The old 'tried and true' method is to see if the application is responding to messages, but it's no longer so 'true'. Back in the single thread days, if you sent a message to an application's main window and got no response, you'd know it's stuck. These days that could be a mistake - a thread might be locked but the UI thread still responds, so it's no longer as valuable a concept.

If you periodically check processor usage statistics and notice that your app is pegged at 100% utilization (gets complicated in multiple core systems), and that's not something you expect to happen for more than 'x' seconds, you can make some assumptions.

You'll notice that, occasionally, during shutdown (or application close), Windows may complain that an application isn't responding simply because it is taking too long to close. This is because they use a simple, not so universal means of determining that. It seems there are really no great solutions.

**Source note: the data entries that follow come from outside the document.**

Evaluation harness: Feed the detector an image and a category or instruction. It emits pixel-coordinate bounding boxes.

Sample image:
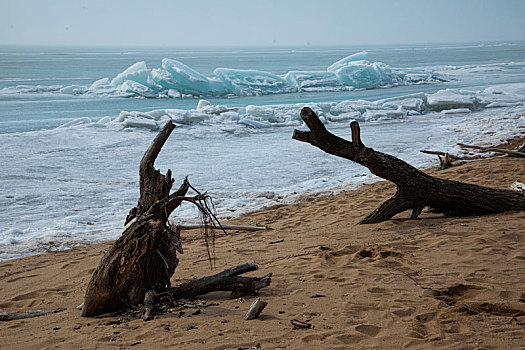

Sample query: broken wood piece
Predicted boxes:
[81,121,271,319]
[179,224,275,231]
[290,318,313,329]
[166,264,272,299]
[0,308,65,321]
[244,299,268,320]
[142,290,156,321]
[458,143,525,158]
[293,107,525,224]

If you're in control of all the code you're attempting to control, you can incorporate heartbeats to check. The heartbeat is nothing more than some predictable action you can witness externally (could be implemented any number of ways, including, say, the setting of a semaphore - posting a message to the monitor service you're going to make for this - values written to shared memory established in a memory mapped file, etc).

elumineX
September 12th, 2007, 12:08 PM
Thanks for the informative reply. Your suggestions sounds worth investigating. I already have a service that monitors the process itself and restarts it when it's killed so I might try to play with that a bit and see if I can extend it to any of those things you mentioned.

Thank you again.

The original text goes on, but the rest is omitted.